Even if Vandalur Zoo chooses to resend the samples, collecting them afresh from the lions that are recovering from Covid, it may be too late. A scientist from Bengaluru-based National Centre for Biological Sciences told Express the virus has a life cycle.
“In humans, the coronavirus’ life cycle is 14 days. We do not know what the virus’ life cycle is in lions. For genome sequencing, the researchers require a sample containing the live virus for them to break open its cells and isolate the genetic material. If the sample is collected after the life cycle, genome sequencing is not possible.”
On June 3, the zoo reported that nine of its lions had tested positive for Covid-19, of which one young lioness, Neela, succumbed to the disease. All the samples were collected between May 24 and 28.

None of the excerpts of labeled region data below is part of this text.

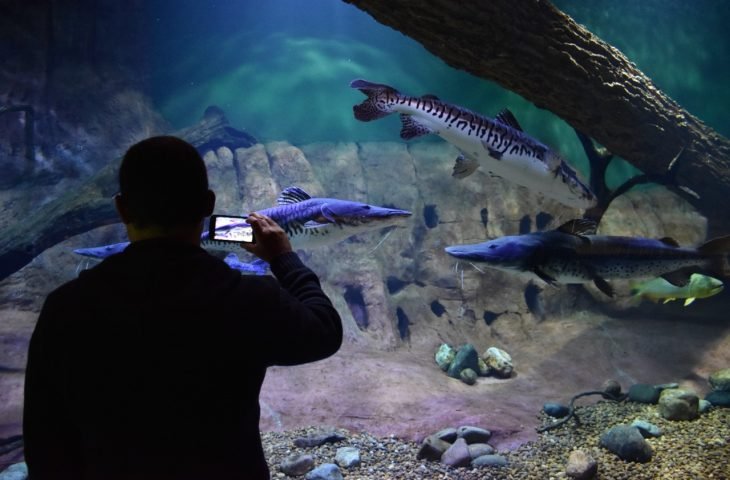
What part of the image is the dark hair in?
[119,136,208,227]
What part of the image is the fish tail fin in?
[697,235,730,277]
[350,79,399,122]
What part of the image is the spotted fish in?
[350,80,596,209]
[446,220,730,296]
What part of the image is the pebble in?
[459,368,477,385]
[262,400,730,480]
[659,389,700,420]
[304,463,344,480]
[471,455,509,467]
[441,438,471,467]
[456,425,492,444]
[631,420,662,438]
[482,347,514,378]
[709,368,730,392]
[469,443,495,458]
[447,343,479,378]
[279,455,314,477]
[600,425,654,463]
[565,450,605,480]
[436,343,456,372]
[542,402,570,418]
[335,447,360,469]
[705,390,730,407]
[416,434,456,462]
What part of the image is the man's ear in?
[203,190,215,217]
[114,193,132,225]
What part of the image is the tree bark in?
[344,0,730,234]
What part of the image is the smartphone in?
[208,215,256,243]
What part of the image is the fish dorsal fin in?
[556,218,596,236]
[659,237,679,248]
[662,268,692,287]
[276,187,312,205]
[494,108,522,132]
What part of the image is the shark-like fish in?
[446,220,730,296]
[350,80,596,209]
[631,273,725,307]
[74,187,411,273]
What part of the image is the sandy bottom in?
[0,304,730,468]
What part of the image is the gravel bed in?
[263,401,730,480]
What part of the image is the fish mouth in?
[710,284,725,295]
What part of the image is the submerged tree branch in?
[0,107,256,280]
[344,0,730,234]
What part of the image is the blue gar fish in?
[446,220,730,296]
[350,80,596,209]
[74,187,411,273]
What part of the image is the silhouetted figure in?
[23,137,342,480]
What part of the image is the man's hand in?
[241,212,292,263]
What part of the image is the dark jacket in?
[23,240,342,480]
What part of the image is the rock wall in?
[193,142,706,349]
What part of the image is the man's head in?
[116,136,215,237]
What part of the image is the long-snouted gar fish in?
[631,273,725,307]
[350,80,596,209]
[74,187,411,272]
[446,220,730,296]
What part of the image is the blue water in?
[150,0,730,186]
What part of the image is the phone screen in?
[208,215,256,243]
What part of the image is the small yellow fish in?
[631,273,724,307]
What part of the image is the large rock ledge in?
[0,142,730,446]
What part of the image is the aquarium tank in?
[0,0,730,480]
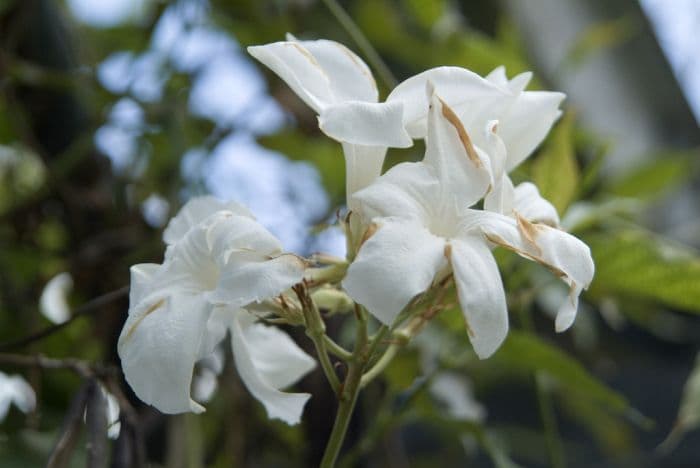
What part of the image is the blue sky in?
[66,0,700,255]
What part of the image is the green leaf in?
[532,113,579,215]
[661,354,700,451]
[566,15,640,66]
[494,330,635,416]
[608,152,696,199]
[585,229,700,313]
[405,0,445,29]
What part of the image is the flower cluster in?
[119,36,594,423]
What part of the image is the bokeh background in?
[0,0,700,467]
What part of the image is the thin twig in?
[0,286,129,351]
[0,353,116,378]
[323,0,398,89]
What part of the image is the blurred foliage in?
[0,0,700,467]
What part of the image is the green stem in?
[521,303,566,468]
[321,307,367,468]
[323,0,398,89]
[295,289,340,394]
[534,372,566,468]
[323,335,352,361]
[307,331,340,394]
[360,344,401,388]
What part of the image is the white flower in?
[325,63,565,226]
[100,385,122,440]
[39,272,73,323]
[248,35,412,201]
[119,198,315,424]
[0,372,36,422]
[343,92,593,358]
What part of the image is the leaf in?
[585,229,700,313]
[565,15,641,66]
[405,0,446,29]
[661,354,700,451]
[494,330,636,416]
[259,131,345,204]
[532,113,579,215]
[608,152,696,199]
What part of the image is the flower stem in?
[320,306,367,468]
[323,335,352,361]
[293,285,340,394]
[360,344,401,388]
[323,0,398,89]
[521,303,566,468]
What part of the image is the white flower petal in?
[299,39,379,102]
[450,236,508,359]
[498,91,566,172]
[118,294,209,413]
[351,162,440,222]
[471,212,595,331]
[484,65,508,87]
[157,221,220,294]
[318,101,413,148]
[423,92,491,206]
[39,271,73,323]
[192,369,219,403]
[231,312,311,425]
[343,143,386,201]
[207,254,305,307]
[100,385,122,440]
[430,372,486,422]
[0,372,36,422]
[343,218,447,324]
[163,196,254,245]
[206,212,282,265]
[513,182,559,227]
[484,174,515,216]
[129,263,160,305]
[238,311,316,389]
[248,41,335,113]
[387,67,512,138]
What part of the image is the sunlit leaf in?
[662,354,700,450]
[585,230,700,313]
[494,330,633,422]
[532,113,579,215]
[260,131,345,204]
[609,153,697,198]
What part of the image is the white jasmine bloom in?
[429,371,486,422]
[320,63,565,226]
[248,35,413,201]
[39,271,73,323]
[0,372,36,422]
[119,199,315,424]
[387,67,565,226]
[343,93,593,358]
[100,386,122,440]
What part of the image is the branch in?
[0,286,129,351]
[0,353,116,378]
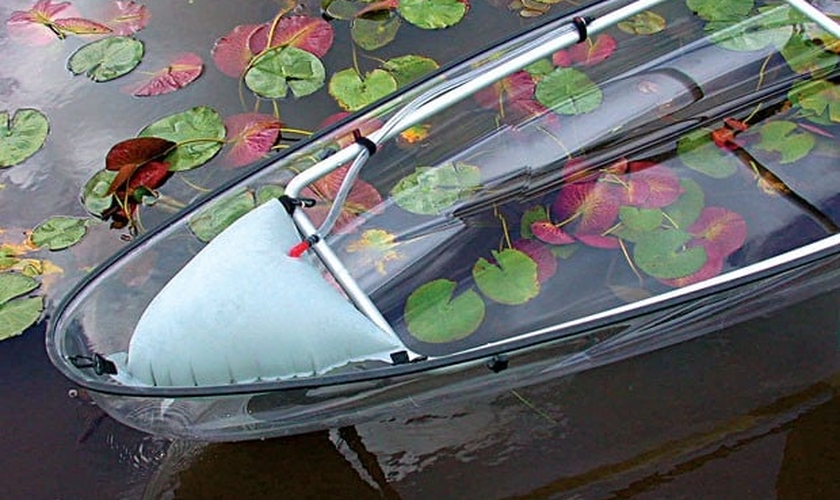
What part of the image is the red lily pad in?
[105,137,176,194]
[626,162,683,208]
[301,165,382,233]
[552,182,622,236]
[211,24,264,78]
[688,207,747,259]
[248,16,333,57]
[6,0,81,46]
[513,239,557,284]
[551,34,617,67]
[531,220,575,245]
[124,52,204,97]
[225,113,282,168]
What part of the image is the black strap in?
[572,16,591,43]
[277,194,315,215]
[353,129,376,156]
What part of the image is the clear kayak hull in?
[47,1,840,440]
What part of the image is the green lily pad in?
[391,162,481,215]
[29,216,89,250]
[0,272,40,305]
[755,120,817,164]
[685,0,755,21]
[139,106,225,172]
[350,9,402,50]
[257,184,286,205]
[780,34,840,75]
[0,108,50,168]
[472,249,540,305]
[788,80,840,125]
[329,68,397,111]
[663,179,706,229]
[633,229,707,279]
[82,169,117,218]
[677,129,740,179]
[188,191,256,245]
[399,0,467,30]
[382,55,439,87]
[618,10,666,35]
[67,36,143,82]
[0,272,44,340]
[519,205,549,239]
[535,68,603,115]
[704,2,793,52]
[245,45,326,99]
[0,297,44,340]
[405,279,485,344]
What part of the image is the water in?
[0,0,840,500]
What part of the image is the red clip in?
[289,234,320,259]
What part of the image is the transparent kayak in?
[47,0,840,440]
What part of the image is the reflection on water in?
[139,292,840,500]
[0,0,840,500]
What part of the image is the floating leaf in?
[382,55,439,87]
[0,108,50,168]
[188,191,256,245]
[399,0,467,29]
[512,239,557,284]
[625,162,683,208]
[677,129,740,179]
[248,16,334,58]
[618,10,666,35]
[301,165,382,233]
[688,207,747,260]
[536,68,603,115]
[211,24,264,78]
[663,179,706,229]
[404,279,485,344]
[126,52,204,97]
[788,80,840,124]
[52,17,111,35]
[225,113,282,168]
[685,0,755,21]
[29,216,88,250]
[705,2,793,51]
[6,0,81,46]
[329,68,397,111]
[633,229,707,279]
[67,36,143,82]
[0,272,39,305]
[82,170,117,219]
[105,137,176,176]
[104,1,151,36]
[556,182,621,236]
[529,220,576,245]
[755,120,816,164]
[472,249,540,305]
[551,35,617,67]
[780,33,840,74]
[347,229,403,275]
[245,46,326,99]
[350,10,402,50]
[0,297,44,340]
[391,162,481,215]
[139,106,225,172]
[519,205,548,238]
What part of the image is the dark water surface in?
[0,0,840,500]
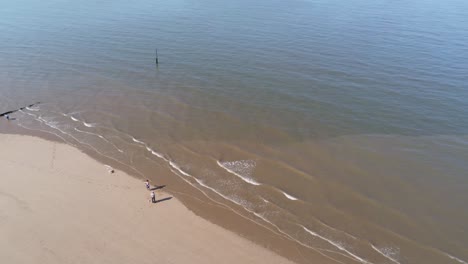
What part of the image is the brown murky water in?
[0,1,468,264]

On Saturday, Vandalur Zoo issued a press release on the health of the lions. It said two, including the deceased Neela, had tested positive. A total of seven samples (four tigers and three lions) were sent to the Indian Veterinary Research Institute in Bareilly on June 4 and the results were communicated to the zoo on June 9.
“If there is a new lion that has tested positive apart from the previous nine, then we would have a good sample to send for genome sequencing,” said sources. Zoo director Debasis Jana did not responded to queries from Express.